Opinion
I.D. 89008879DI
11-30-2022
Mr. Robert H. Saunders SBI# 052590 James T. Vaughn Correctional Center Brian J. Robertson, Esquire Deputy Attorney General Department of Justice Todd E. Conner, Esquire Chief Deputy Dawn M. Williams, Esquire Assistant Public Defender Office of Defense Services
Submitted: October 14, 2022
Mr. Robert H. Saunders
SBI# 052590
James T. Vaughn Correctional Center
Brian J. Robertson, Esquire
Deputy Attorney General
Department of Justice
Todd E. Conner, Esquire
Chief Deputy
Dawn M. Williams, Esquire
Assistant Public Defender
Office of Defense Services
PAUL R. WALLACE JUDGE
Request for Certificate of Eligibility under 11 Del. C. § 4214(f)
Dear Mr. Saunders and Counsel:
The Court has before it Mr. Saunders' filing docketed October 14, 2022, through which he, pro se, essentially requests a certificate of eligibility to seek review of his sentence under Title 11, Section 4214(f) and that the Court appoint him counsel to seek § 4214(f) relief. In Mr. Saunders' filing, he says he should be eligible for such sentencing relief because: "[He] has been incarcerated since April 26, 1976 on [a] charge of first degree murder. [He] was never sentenced on the murder conviction, received six life sentences, which [the] Delaware Supreme Court reversed five, and [as a] result 4214(b) was illegally imposed."
D.I. 331.
The Court has reviewed Mr. Saunders' request, the complete procedural and decisional history in his case, and the applicable law and Court rules. Those materials were examined to see if he might arguably satisfy the exacting threshold requirements for § 4214(f) eligibility thus warranting referral to the Office of Defense Services. Mr. Saunders does not.
See State v. Lewis, 2018 WL 4151282, at *1-2 (Del. Super. Ct. Aug. 28, 2018) (explaining the requirements that must be met before this Court will issue a certificate of eligibility to seek relief via 11 Del. C. § 4214(f)), aff'd, 2019 WL 2157519 (Del. May 16, 2019); State v. Rowan, 2022 WL 896260, at *1 (Del. Super. Ct. Mar. 28, 2022) (and describing those threshold requirements as "exacting").
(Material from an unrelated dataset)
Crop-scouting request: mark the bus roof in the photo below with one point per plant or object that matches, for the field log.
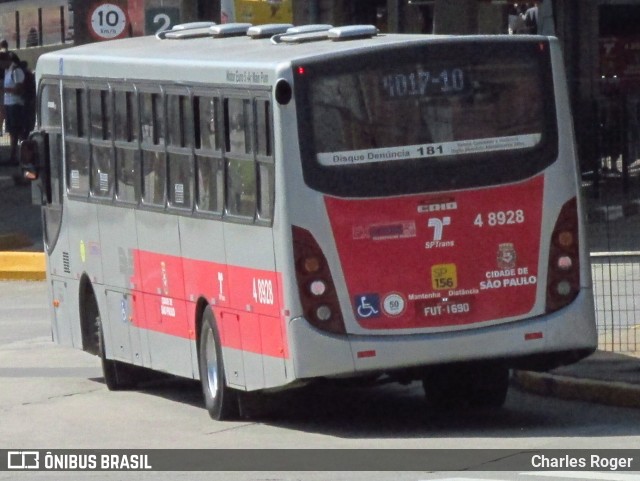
(155, 58)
In this case, Mr. Saunders is serving a natural life sentence for first-degree murder and five concurrent terms of life (with the possibility of parole) for other offenses he was convicted of in his November 1976 murder trial. More specifically, the individual components of the cumulative sentence are:
These several parts were derived after much litigation that clarified the various terms of Mr. Saunders' sentence and resulted in the entry of a final corrected sentencing order on November 3, 1989. E.g. Saunders v. State, 1989 WL 136937, at * 3 (Del. Sept. 29, 1989) (setting forth the final terms of each component of Mr. Saunders' cumulative sentence); Saunders v. State, 602 A.2d 623, 625 (Del. 1984) (same).
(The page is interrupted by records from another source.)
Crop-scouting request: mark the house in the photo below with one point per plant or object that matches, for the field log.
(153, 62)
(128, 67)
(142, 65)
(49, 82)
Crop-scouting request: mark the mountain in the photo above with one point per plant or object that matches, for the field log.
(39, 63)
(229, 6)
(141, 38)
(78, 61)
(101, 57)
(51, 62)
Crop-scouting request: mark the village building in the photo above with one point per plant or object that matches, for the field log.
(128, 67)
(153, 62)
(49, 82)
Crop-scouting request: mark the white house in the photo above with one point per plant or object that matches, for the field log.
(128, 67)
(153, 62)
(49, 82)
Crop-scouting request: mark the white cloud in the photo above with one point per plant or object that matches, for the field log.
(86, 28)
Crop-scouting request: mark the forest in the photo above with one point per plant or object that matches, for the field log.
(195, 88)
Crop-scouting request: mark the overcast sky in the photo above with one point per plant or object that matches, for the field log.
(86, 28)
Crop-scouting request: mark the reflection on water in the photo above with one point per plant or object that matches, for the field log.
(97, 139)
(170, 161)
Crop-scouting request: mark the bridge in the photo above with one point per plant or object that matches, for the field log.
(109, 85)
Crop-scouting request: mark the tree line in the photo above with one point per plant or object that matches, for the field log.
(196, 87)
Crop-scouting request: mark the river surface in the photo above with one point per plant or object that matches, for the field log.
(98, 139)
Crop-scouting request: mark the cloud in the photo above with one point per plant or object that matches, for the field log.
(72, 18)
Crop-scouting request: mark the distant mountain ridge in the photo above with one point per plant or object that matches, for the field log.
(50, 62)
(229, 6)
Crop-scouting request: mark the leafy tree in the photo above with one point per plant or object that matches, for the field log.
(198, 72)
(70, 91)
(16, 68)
- Murder First Degree (IN76-07-0876)-Life imprisonment without the benefit of probation or parole (to be served under the then-extant provisions of 11 Del. C. § 4209);
- Conspiracy First Degree (IN76-07-0877)-Life imprisonment with the possibility of parole (to be served under the then-extant provisions of 11 Del. C. § 4214(a));
- Possession of a Deadly Weapon During the Commission of a Felony (IN76-07-0878)- Life imprisonment with the possibility of parole (to be served under the then-extant provisions of 11 Del. C. § 4214(a));
- Burglary Third Degree (IN76-07-0880)-Life imprisonment with the possibility of parole (to be served under the then-extant provisions of 11 Del. C. § 4214(a));
- Theft-Felony (IN76-07-0881)-Life imprisonment with the possibility of parole (to be served under the then-extant provisions of 11 Del. C. § 4214(a)); and
- Conspiracy Second Degree (IN76-07-0882)-Life imprisonment with the possibility of parole (to be served under the then-extant provisions of 11 Del. C. § 4214(a)).
Corrected Sentencing Order, State v. Robert H. Saunders, ID No. 89008879DI (Del. Super. Ct. Feb. 11, 2013) (D.I. 137).
The effective date of Mr. Saunders' sentence is April 26, 1976, and the terms for the individual crimes are to served concurrently.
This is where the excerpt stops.